Four years later, Te’o — who cited the chance to experience his own Senior Day as a big reason for his decision to spurn the NFL and return to South Bend — will smack the sign and run out of the tunnel for the last time Saturday, with about 40 friends and family in the stadium, as the Irish host Wake Forest.
Notre Dame has had a troubling trend of sluggish efforts at home this season. But the Irish expect the Senior Day emotions to carry them as they continue to chase a perfect season and a national championship.
“You never want to send your seniors out with a loss,” said Te’o’s best friend and high school teammate Robby Toma, also a senior. “It’s going to be our last time in that stadium together with his team. We’re going to play with a lot of emotion, but it’ll be controlled emotion.”
The fifth-year seniors on this team — guys like defensive end Kapron Lewis-Moore, receiver John Goodman, and linemen Braxston Cave and Mike Golic Jr. — came to Notre Dame in the wake of the 2007 debacle, a three-win season that was Notre Dame’s worst in 44 years. The next class — guys like Te’o, Toma, Theo Riddick, Cierre Wood, Zack Martin and Zeke Motta — endured three middling campaigns before this season’s stunning rise to the top of the rankings. The miseries of years past have made this soaring swan song sweeter.
“The one thing that keeps me going is you can’t really forget where you came from,” Lewis-Moore said. “Thinking about those lows when we first got here, and just seeing this thing grow, seeing this program grow — it’s just something amazing.”
A slip-up against Wake Forest — a team that actually led the Irish at the half last year before two third-quarter touchdowns gave Notre Dame a 24-17 victory — would end those championship dreams before the Irish even finish the season at USC next week. Wake Forest is just 5-5, with a pass defense and a rush offense hovering near the bottom of the nation, but the Deacons have forced six fumbles in their past five games — holding three of those opponents to fewer than 55 yards on the ground — and Notre Dame has turned the ball over five times in the last two weeks.
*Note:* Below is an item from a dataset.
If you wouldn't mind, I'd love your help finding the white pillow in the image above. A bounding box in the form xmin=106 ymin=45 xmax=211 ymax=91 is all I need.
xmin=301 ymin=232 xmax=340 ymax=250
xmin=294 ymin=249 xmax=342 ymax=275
Key player: Wake Forest wideout Michael Campanaro figures to play a heavy role for the Deacons, who shouldn’t be able to do much in the ground game against the Irish. Campanaro has had 12 or more catches three times this season, including 16 two weeks ago against Boston College. He’s also thrown three touchdown passes in his career.
Wake will win if: The Irish have a complete and utter team meltdown.
ND will win if: The Irish stick to what works — controlling time of possession on the ground, limiting turnovers, and playing stifling defense.